The slow-growth paradox

Chapel Hill News editor Ted Vaden writes today about the Town Council's downtown redevelopment project. The project, which has been contemplated for years, seriously got under way last fall when the town hired John Stainback as development consultant. He hired ERA to do a market demand analysis, and with that in hand, the town is now actively planning to redevelop two downtown parking lots into residential/retail space while also adding four floors of residential space to an existing parking deck. The number of housing units planned is around 300. If all goes according to the best plan, the project will also include a transit transfer center for Chapel Hill Transit. The square footage of the combined proposed project, about 750,000, is huge by Chapel Hill standards--about the size of the controversial Meadowmont, Vaden estimates.

Vaden is surprised that this particular Chapel Hill council is moving ahead--and so quickly--with such a large-scale development, since most of us "were elected on slow-growth platforms." But there is not really a contradiction here.

In its comprehensive plan of 2000, Chapel Hill adopted a strategy of environmentally responsible growth that involves encouraging density where density is appropriate (downtown and in certain other identified corridors) while vigorously protecting the surrounding environment. Our urban services boundary, a progressive land use tool that greatly restricts growth in the areas surrounding the town, is a key component of this strategy.

The Sierra Club is actively engaged in fighting sprawl through promoting dense urban development, because it understands the environmental issue.

Scientists studying the future of our planet tell us that

Increasing urbanization should . . . help the environment. Almost all of the extra three billion or so people expected by midcentury will live in or around cities, according to studies by the United Nations and the National Academy of Sciences. City dwellers tend to use energy and other resources more efficiently, and have less direct impact on untrammeled landscapes like forests.

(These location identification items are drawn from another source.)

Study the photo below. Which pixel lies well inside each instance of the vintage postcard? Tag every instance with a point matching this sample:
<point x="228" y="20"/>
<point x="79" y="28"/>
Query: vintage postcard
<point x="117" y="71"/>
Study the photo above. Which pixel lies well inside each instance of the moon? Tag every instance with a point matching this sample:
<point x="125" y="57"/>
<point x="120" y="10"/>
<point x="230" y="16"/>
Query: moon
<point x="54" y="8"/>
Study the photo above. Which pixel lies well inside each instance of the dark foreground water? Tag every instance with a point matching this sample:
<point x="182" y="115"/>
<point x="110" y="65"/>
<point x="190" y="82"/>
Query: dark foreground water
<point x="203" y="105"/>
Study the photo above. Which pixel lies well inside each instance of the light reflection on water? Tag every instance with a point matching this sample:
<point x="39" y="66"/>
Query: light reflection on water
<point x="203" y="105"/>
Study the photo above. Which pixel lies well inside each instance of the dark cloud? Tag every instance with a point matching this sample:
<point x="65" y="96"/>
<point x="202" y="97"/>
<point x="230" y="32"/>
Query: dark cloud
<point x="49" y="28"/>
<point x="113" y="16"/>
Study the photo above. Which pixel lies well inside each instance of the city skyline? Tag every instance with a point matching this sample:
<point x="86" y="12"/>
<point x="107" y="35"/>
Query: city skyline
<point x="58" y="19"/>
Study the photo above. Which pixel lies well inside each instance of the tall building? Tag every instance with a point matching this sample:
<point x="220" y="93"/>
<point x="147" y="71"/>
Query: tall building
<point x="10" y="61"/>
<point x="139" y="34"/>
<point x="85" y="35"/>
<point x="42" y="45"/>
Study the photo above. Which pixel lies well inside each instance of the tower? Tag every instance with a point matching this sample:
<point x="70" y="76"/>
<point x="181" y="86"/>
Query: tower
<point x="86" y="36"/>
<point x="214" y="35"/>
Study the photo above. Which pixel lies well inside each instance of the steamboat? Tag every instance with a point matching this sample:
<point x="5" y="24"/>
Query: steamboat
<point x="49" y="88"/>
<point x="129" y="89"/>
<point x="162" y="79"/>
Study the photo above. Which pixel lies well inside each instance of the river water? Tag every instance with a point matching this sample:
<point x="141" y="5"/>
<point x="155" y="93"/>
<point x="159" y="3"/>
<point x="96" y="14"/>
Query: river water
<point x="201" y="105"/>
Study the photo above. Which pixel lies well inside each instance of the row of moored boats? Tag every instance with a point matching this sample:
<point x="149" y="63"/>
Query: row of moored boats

Just building density alone is not enough. It has to be combined with serious efforts to change transportation systems and conserve energy and preserve the surrounding environment. Chapel Hill is trying to do all of that, too--trying, in its own way, to become an ecocity. It's going to be a long struggle, and the odds seem stacked against success. But this is the lofty goal behind what may seem like just one more mega-development.